Dicen que “quien tiene un amigo tiene un tesoro”, pero, ¿qué tiene quien tiene un enemigo? Muchas han sido las películas que a lo largo de la historia del cine han querido responder esta pregunta, tratando la enemistad desde muy distintos puntos de vista: la rivalidad profesional, el odio más profundo, la venganza, etc. En este artículo voy a presentaros alguna de mis películas favoritas sobre este tema, no sin antes recordar una cita de Baltasar Gracián, que da que pensar:

Triste cosa es no tener amigos, pero más triste debe ser no tener enemigos, porque quien enemigos no tenga, señal de que no tiene: ni talento que haga sombra, ni valor que le teman, ni honra que le murmuren, ni bienes que le codicien, ni cosa buena que le envidien.

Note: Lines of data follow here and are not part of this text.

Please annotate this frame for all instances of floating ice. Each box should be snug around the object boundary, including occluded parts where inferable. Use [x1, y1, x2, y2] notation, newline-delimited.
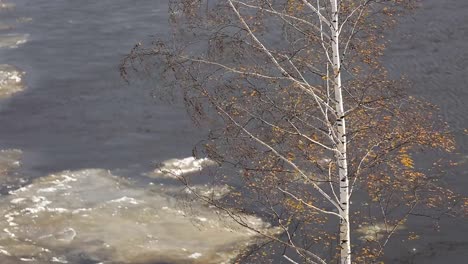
[0, 1, 16, 11]
[0, 65, 24, 99]
[0, 33, 29, 49]
[0, 169, 271, 264]
[149, 157, 216, 178]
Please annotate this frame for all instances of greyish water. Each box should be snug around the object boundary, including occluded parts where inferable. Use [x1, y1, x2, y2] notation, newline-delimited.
[0, 0, 468, 263]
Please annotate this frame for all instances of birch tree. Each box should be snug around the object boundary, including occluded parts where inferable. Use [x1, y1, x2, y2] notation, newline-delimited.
[121, 0, 464, 264]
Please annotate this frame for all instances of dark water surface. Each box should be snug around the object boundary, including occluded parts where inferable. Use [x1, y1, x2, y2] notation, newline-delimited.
[0, 0, 205, 177]
[0, 0, 468, 263]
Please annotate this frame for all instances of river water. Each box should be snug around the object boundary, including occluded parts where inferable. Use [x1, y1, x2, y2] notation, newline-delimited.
[0, 0, 468, 263]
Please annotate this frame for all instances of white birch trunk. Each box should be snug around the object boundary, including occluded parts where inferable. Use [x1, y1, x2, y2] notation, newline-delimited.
[330, 0, 351, 264]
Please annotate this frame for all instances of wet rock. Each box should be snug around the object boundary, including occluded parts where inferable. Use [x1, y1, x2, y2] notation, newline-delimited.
[0, 169, 276, 264]
[0, 64, 24, 99]
[0, 33, 29, 49]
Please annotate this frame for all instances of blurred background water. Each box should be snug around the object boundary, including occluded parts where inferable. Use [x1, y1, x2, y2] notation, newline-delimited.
[0, 0, 468, 263]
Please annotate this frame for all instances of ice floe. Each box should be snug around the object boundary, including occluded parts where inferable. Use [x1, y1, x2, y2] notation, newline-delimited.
[0, 65, 24, 99]
[0, 149, 26, 192]
[0, 169, 272, 264]
[356, 223, 405, 241]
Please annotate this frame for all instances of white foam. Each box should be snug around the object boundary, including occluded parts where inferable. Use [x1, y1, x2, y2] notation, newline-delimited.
[189, 252, 203, 259]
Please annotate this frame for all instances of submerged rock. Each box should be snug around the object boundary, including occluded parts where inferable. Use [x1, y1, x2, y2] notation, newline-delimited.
[0, 34, 29, 49]
[0, 149, 26, 193]
[0, 0, 16, 11]
[148, 157, 216, 178]
[0, 169, 269, 264]
[0, 64, 24, 99]
[356, 223, 405, 241]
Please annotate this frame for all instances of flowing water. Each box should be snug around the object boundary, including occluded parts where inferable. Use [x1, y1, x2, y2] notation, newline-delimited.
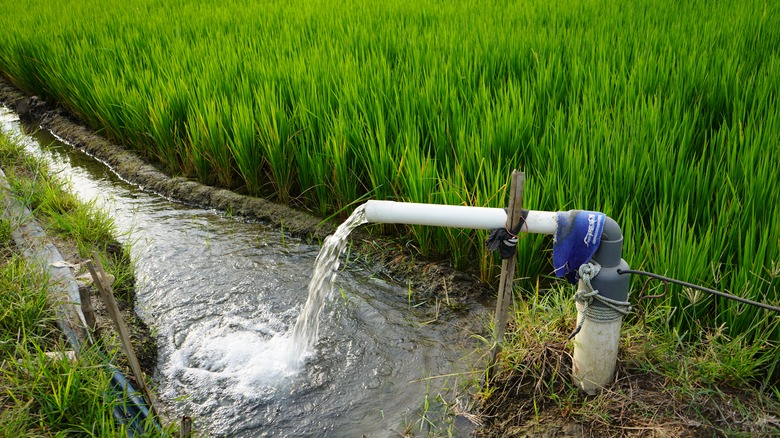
[0, 107, 484, 437]
[292, 205, 367, 362]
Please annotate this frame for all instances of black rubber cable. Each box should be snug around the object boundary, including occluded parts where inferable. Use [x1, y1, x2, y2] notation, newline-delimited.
[617, 269, 780, 313]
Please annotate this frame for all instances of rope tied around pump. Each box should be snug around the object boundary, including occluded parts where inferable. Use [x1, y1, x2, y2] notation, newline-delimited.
[569, 261, 631, 340]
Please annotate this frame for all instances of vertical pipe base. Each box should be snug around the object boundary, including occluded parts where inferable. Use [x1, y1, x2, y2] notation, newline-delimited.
[572, 311, 623, 395]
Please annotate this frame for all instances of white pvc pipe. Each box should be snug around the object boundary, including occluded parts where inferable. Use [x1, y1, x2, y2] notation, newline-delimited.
[365, 200, 558, 234]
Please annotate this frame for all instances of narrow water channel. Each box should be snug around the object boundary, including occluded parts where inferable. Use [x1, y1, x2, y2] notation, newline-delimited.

Amadeus (Milos Forman – 1984)

Pocas películas narran una relación de amor / odio como esta, que narra la vida de Wolfgram Amadeus Mozart contada por su rival, Antonio Salieri. Porque esta obra maestra del séptimo arte, dirigida en 1984 por Milos Forman, narra como pocas el tránsito de la más absoluta admiración hacia el odio más profundo a lomos de la más terrible de las monturas: la envidia. La trama comienza con Antonio Salieri, un músico que pacta con Dios entregarle su castidad y su abnegado esfuerzo a cambio de la brillantez de su ídolo Mozart. Todo funciona bien, hasta que aparece Mozart y Salieri descubre que no es el ídolo tocado por el dedo divino que él creía, sino un joven alocado, infantil, pero con un talento superior del que él nunca podría llegar a tener, fruto del genio en estado puro, no del esfuerzo, el trabajo o la laboriosidad. La admiración se torna en odio y Salieri no parará hasta acabar con Mozart. Poco importa que la historia narrada por la película poco o nada se parezca a la realidad histórica, porque la ficción creada por Peter Shaffer para el teatro y convertida posteriormente en película dio como fruto una de las historias más impresionantes de rivalidad que recibió una lluvia de Oscar en 1984, con una mención especial para F. Murray Abraham en el papel de Salieri (un papel que en el teatro también bordó Sir Ian McKellen).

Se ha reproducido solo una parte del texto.